Two lineages identified here also correspond to previously named taxonomic units, C. c. mormon and C. c. oaxaca. Both of these taxa were originally described as species ( Baird and Girard 1852, Jan 1863) and there has been disagreement in the literature regarding the specific status of these taxa ( Fitch et al. 1981, Greene 1984). The geographic distribution of the North American racers is allopatric across the Rocky Mountains and, therefore, it is not surprising to find population genetic structure across this region (but see: Corn and Bury 1986). The two samples from southern Texas that form a distinct population fall within the geographic range of C. c. oaxaca; however, the full distribution of this subspecies is discontinuous from southern Texas along the east coast of Mexico to Guatemala and Belize. Whether the entirety of this distribution belongs to this lineage is unknown. Furthermore, with our sampling of only two individuals, we were unable to include this lineage in our demographic analyses, so whether there is gene flow between this lineage and adjacent populations is also unknown.

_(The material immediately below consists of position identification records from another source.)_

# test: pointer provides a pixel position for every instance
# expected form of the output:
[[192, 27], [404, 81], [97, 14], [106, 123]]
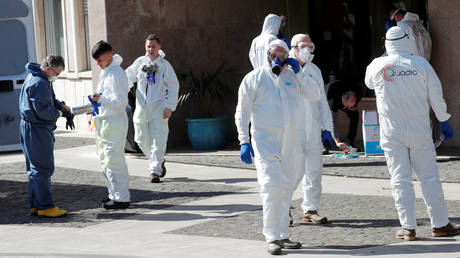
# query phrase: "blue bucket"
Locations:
[[207, 133]]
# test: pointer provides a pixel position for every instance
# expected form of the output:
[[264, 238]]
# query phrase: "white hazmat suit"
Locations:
[[151, 129], [418, 35], [317, 116], [405, 87], [259, 45], [111, 129], [272, 104]]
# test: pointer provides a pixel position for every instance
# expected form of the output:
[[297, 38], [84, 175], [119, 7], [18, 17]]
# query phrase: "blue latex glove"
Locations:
[[294, 64], [246, 153], [95, 105], [327, 138], [390, 24], [447, 130]]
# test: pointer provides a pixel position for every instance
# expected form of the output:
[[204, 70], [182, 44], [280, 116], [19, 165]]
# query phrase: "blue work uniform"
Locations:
[[39, 112]]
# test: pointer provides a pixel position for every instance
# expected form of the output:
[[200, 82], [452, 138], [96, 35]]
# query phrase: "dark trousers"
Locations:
[[353, 115], [37, 142]]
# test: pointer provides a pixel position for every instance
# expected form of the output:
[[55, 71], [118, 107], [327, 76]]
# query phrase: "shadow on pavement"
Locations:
[[83, 201]]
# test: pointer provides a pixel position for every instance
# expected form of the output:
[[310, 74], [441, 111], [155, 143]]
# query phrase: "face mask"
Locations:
[[304, 54], [276, 65]]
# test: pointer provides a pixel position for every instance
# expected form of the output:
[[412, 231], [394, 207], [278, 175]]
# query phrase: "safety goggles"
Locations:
[[405, 35], [310, 45], [55, 72]]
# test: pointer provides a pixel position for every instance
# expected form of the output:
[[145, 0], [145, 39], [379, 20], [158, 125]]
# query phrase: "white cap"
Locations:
[[278, 43]]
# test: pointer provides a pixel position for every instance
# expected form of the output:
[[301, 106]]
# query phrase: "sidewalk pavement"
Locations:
[[151, 234]]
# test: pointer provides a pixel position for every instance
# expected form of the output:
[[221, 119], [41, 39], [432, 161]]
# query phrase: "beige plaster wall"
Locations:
[[444, 17]]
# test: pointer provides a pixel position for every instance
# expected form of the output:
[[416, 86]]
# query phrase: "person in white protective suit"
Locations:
[[259, 45], [112, 125], [419, 37], [269, 98], [405, 88], [317, 117], [156, 99]]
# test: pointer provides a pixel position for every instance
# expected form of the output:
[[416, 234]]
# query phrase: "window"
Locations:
[[54, 28], [88, 47]]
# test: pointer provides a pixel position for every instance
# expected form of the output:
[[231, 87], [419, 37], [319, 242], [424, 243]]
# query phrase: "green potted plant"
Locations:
[[202, 95]]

Model selection with genomic data supported population size expansion in all lineages. These demographic size changes probably reflect population expansion associated with the end of the last glacial maxima in the Late Pleistocene, a common finding in phylogeographic studies of taxa in eastern North America ( Hewitt 2000), and is in agreement with previous single-locus phylogeographic analyses of this taxon ( Burbrink et al. 2008). The inferred population expansions also agree with the ENMs projected to the LGM where all lineages have large reductions in suitable habitat.